After a customer puts their recyclables in a bin, they are collected and brought to a MRF, where they are sorted and baled by material type. To maximize the recovery of plastics, a MRF usually ships different materials to specialized processing facilities where they are cleaned, shredded, and pelletized to become “raw” materials that can be re-incorporated into the manufacturing of new products. While metals, paper, and glass have clearly defined recycling streams, plastics are made from a variety of resins, which are often combined, making their recovery a costly and complex process. Most higher-grade (#1-2) plastics are sold to domestic recyclers, while #3-7 mixed are shipped to Asia. While plastics manufacturers constantly make cheaper, lighter resins with distinct qualities (rigidity, flexibility, durability, etc.) and therefore different chemical properties, these new plastics will, in turn, require new recycling methods. These evolving plastics require new and different processing methods, and in many cases they are designed for disposability instead of recovery.

Information Artwork by Douglas Gayeton - click to enlarge

It is important to consider that while recycling plastics is a better alternative to incineration or landfilling, it’s a misconception to think that plastic, even when recycled, has no environmental impact.
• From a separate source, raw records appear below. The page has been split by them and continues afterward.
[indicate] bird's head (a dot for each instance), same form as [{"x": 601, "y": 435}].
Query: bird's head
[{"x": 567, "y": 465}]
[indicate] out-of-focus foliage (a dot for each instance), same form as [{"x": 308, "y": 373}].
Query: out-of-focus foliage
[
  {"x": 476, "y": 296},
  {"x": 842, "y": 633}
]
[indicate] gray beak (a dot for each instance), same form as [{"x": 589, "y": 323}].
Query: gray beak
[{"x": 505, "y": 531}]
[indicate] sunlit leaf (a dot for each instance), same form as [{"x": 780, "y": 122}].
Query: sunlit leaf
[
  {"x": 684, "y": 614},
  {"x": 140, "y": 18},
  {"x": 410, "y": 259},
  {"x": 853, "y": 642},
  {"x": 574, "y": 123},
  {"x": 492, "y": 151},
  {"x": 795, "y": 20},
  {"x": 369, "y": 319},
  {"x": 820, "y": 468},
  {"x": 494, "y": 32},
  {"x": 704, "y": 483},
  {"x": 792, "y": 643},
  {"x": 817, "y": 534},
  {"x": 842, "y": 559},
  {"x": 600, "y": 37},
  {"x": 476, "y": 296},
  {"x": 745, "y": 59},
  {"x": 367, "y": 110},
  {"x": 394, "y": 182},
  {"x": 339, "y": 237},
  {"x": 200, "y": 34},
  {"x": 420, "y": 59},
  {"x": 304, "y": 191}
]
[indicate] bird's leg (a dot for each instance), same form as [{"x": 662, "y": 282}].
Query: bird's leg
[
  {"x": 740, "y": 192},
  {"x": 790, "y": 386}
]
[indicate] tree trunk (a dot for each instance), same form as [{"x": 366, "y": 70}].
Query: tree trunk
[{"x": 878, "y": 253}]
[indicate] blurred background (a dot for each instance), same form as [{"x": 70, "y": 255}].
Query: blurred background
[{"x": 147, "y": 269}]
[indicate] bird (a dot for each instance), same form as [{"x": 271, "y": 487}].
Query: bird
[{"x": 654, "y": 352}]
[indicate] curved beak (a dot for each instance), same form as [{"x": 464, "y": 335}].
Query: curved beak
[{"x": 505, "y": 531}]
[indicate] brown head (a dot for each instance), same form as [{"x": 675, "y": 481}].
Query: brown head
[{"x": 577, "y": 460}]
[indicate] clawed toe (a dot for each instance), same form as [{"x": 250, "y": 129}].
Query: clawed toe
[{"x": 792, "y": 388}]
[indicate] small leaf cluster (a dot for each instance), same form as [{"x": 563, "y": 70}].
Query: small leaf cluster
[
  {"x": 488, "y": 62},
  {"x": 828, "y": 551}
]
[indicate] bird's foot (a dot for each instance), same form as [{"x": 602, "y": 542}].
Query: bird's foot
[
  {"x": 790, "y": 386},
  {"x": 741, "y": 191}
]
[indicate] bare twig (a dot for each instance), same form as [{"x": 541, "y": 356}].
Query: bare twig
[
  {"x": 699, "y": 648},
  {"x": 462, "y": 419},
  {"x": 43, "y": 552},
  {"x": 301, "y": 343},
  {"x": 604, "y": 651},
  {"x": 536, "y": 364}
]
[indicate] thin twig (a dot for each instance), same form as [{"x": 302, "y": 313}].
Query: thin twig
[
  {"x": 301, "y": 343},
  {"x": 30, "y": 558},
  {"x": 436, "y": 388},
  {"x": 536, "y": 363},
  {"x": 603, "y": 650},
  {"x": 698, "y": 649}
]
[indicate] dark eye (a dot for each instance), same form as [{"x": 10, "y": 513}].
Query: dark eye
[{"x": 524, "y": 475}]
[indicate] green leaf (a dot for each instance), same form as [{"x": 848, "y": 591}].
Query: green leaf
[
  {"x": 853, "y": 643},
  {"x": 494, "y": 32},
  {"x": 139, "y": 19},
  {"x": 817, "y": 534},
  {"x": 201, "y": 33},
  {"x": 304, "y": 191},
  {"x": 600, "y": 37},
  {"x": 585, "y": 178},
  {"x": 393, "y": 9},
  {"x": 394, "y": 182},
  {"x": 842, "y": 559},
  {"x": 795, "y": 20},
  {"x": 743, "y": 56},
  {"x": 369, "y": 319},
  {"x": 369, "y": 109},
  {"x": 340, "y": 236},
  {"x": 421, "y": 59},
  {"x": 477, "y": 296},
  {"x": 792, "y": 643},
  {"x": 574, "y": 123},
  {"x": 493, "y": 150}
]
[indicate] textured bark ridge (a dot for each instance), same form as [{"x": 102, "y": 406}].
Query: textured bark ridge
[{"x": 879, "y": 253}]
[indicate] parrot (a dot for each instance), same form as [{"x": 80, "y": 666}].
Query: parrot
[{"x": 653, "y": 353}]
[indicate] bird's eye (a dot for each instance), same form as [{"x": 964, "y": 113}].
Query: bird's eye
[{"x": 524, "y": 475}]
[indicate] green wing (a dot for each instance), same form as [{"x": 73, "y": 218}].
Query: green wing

Collecting, processing, transporting, and recycling plastics uses energy, fuel, and water. Most plastics that are recycled are actually downcycled, meaning their transformation into products like plastic lumber, fiberglass, or clothing breaks the closed-loop system. While these products are manufactured from recycled plastics, they have little-to-no likelihood of being recycled again once their utility has expired. In these cases, recycling is only a partial solution. Plastics producers, consumers, and resource recovery providers must continue working together to create a true closed-loop system that does not result in landfilled or downcycled products.

Plastics and CRV:
Consumer Recycling

California’s state-funded deposit program, known as the California Redemption Value (CRV), might not be broken –  but it is becoming obsolete.

 

In 1986, in an effort to spark recycling participation, the California legislature enacted the Bottle Bill or AB 2020, formally known as the Beverage Container Recycling and Litter Reduction Act. Through this program, beverage manufacturers and distributors are charged a deposit that is passed on to retailers and ultimately individual consumers. This deposit, typically 5 or 10 cents per container, can be redeemed when the consumer returns the CRV-eligible container to a certified recycling center. Program fees, when combined with statewide unredeemed funds, help fund city and county recycling programs, recycling market development, grants to nonprofits and conservation agencies, and consumer education campaigns.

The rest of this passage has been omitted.